Online Proximal ADMM for Graph Learning from Streaming Smooth Signals

TL;DR

The paper tackles online learning of dynamic graph topology from streams of nodal signals assumed to be smooth on the latent graph. It introduces OPADMM, an online proximal-ADMM algorithm that updates the edge-weight vector in a time-varying, memory-efficient manner, leveraging a proximal term to regularize temporal variation. The method provides closed-form proximal updates and demonstrates sublinear static regret under mild assumptions, with per-iteration cost $\mathcal{O}(r)$ where $r=\frac{n(n-1)}{2}$. Empirical results on synthetic and real graphs show that OPADMM tracks slowly varying connectivity more effectively than state-of-the-art online baselines, confirming its practical utility for streaming graph learning.

Abstract

Graph signal processing deals with algorithms and signal representations that leverage graph structures for multivariate data analysis. Often said graph topology is not readily available and may be time-varying, hence (dynamic) graph structure learning from nodal (e.g., sensor) observations becomes a critical first step.
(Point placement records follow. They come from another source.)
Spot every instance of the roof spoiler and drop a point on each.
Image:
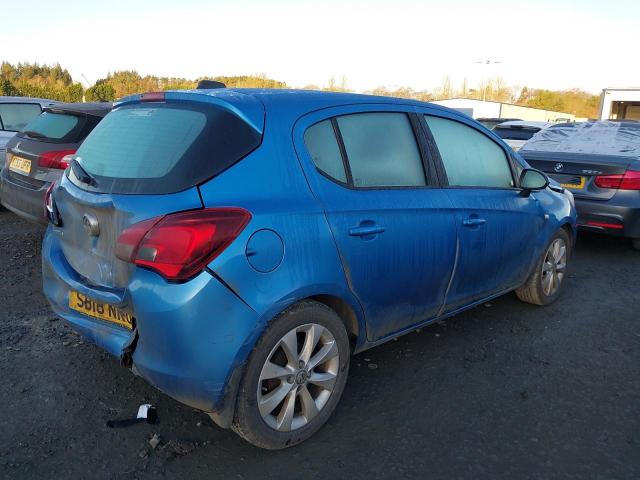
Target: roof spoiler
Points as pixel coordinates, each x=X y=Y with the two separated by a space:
x=207 y=84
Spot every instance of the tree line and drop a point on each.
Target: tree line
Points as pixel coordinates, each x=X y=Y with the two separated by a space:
x=55 y=82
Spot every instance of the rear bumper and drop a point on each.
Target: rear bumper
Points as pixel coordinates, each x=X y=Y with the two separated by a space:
x=618 y=217
x=21 y=200
x=192 y=337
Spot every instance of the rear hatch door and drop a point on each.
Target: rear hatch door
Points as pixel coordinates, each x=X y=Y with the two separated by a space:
x=577 y=172
x=36 y=155
x=575 y=154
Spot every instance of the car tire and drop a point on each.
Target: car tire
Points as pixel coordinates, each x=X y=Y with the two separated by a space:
x=307 y=406
x=547 y=272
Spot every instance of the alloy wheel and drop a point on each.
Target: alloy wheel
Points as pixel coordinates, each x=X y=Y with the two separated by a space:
x=554 y=266
x=298 y=377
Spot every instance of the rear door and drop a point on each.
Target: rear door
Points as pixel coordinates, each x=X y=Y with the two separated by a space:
x=14 y=117
x=143 y=160
x=497 y=227
x=393 y=228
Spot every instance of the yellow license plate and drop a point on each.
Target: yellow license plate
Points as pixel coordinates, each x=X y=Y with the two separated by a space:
x=20 y=165
x=575 y=186
x=83 y=304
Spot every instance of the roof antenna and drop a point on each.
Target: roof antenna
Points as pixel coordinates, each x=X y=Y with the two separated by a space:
x=207 y=84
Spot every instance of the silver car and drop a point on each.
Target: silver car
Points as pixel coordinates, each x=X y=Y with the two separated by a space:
x=38 y=154
x=15 y=113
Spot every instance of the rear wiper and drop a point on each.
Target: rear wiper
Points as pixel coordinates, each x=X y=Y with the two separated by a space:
x=81 y=174
x=33 y=134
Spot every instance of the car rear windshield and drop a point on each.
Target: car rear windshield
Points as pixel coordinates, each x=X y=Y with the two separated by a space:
x=52 y=126
x=15 y=116
x=516 y=133
x=160 y=148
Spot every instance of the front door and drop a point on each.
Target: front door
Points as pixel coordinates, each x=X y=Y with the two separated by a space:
x=497 y=226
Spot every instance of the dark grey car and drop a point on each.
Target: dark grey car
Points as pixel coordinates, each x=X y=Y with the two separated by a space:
x=37 y=156
x=599 y=162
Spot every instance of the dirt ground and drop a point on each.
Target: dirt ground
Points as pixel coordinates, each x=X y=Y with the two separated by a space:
x=506 y=390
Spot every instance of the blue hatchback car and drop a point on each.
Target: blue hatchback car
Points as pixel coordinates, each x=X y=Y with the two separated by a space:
x=236 y=247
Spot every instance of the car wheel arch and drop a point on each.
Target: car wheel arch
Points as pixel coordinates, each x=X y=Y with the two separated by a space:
x=346 y=311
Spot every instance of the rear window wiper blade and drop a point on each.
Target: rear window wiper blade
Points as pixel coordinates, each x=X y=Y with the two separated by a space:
x=33 y=134
x=81 y=174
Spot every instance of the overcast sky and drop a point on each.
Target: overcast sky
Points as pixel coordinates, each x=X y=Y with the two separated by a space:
x=554 y=44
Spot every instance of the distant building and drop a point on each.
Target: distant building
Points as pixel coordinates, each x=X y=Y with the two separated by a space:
x=620 y=104
x=485 y=109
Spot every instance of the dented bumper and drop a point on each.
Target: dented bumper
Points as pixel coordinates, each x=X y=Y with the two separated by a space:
x=189 y=339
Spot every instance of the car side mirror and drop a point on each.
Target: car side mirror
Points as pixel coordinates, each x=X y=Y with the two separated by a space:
x=531 y=180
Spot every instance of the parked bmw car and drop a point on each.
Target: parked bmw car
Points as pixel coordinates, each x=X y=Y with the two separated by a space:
x=37 y=156
x=600 y=163
x=15 y=113
x=516 y=133
x=235 y=247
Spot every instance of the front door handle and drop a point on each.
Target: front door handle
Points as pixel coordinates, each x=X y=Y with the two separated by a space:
x=365 y=230
x=474 y=222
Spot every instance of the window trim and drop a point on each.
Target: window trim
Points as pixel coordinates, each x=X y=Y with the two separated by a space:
x=440 y=164
x=17 y=103
x=423 y=151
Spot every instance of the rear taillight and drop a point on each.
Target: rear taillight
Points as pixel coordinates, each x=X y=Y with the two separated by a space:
x=180 y=245
x=630 y=180
x=56 y=159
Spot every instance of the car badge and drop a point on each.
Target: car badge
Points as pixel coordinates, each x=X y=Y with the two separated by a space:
x=90 y=224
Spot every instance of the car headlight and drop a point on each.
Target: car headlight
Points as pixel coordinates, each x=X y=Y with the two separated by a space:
x=569 y=194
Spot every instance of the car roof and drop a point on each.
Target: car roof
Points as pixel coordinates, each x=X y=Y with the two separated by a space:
x=41 y=101
x=98 y=109
x=525 y=123
x=294 y=102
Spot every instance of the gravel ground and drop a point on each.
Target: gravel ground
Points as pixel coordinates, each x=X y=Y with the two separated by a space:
x=506 y=390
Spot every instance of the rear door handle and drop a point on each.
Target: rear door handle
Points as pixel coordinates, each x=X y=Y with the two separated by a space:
x=364 y=231
x=474 y=222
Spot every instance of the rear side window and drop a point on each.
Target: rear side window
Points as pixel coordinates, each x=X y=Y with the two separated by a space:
x=52 y=125
x=164 y=147
x=15 y=116
x=470 y=158
x=323 y=147
x=381 y=150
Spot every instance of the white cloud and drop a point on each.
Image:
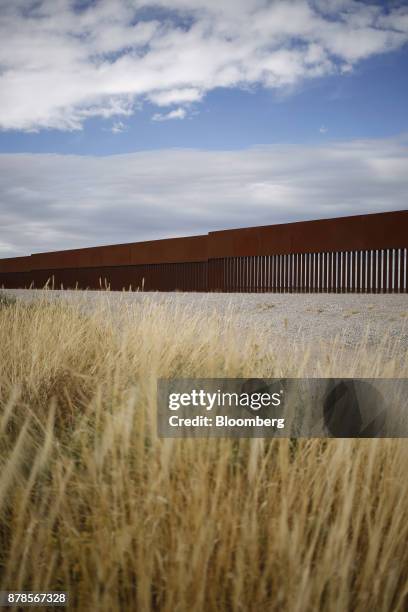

In this paper, we develop a novel algorithm for online graph learning using observation streams, assumed to be smooth on the latent graph. Unlike batch algorithms for topology identification from smooth signals, our modus operandi is to process graph signals sequentially and thus keep memory and computational costs in check. To solve the resulting smoothness-regularized, time-varying inverse problem, we develop online and lightweight iterations built upon the proximal variant of the alternating direction method of multipliers (ADMM), well known for its fast convergence in batch settings. The proximal term in the topology updates seamlessly implements a temporal-variation regularization, and we argue the online procedure exhibits sublinear static regret under some simplifying assumptions. Reproducible experiments with synthetic and real graphs demonstrate the effectiveness of our method in adapting to streaming signals and tracking slowly-varying network connectivity. The proposed approach also exhibits better tracking performance (in terms of suboptimality), when compared to state-of-the-art online graph learning baselines.

Figures (2)

• Figure 1: Convergence behavior illustrated via the evolution of suboptimality $\|\mathbf{w}^{(k)}-\hat{\mathbf{w}}\|_{2}$ for synthetic random graph models with $n=100$ nodes: (a)-(c) stationary graphs , and (d)-(f) time-varying graphs. For the dynamic networks , the topology changes at $k=1000$. In stationary settings , our proposed method converges faster than online PG and DPG algorithms , while in dynamic settings , it demonstrates superior adaptability to changes in network topology.
• Figure 2: Convergence behavior illustrated via the evolution of suboptimality $\|\mathbf{w}^{(k)}-\hat{\mathbf{w}}\|_{2}$ for real-world graphs from the datasets Davis2011. Our proposed method converges faster than online PG and DPG algorithms in all cases.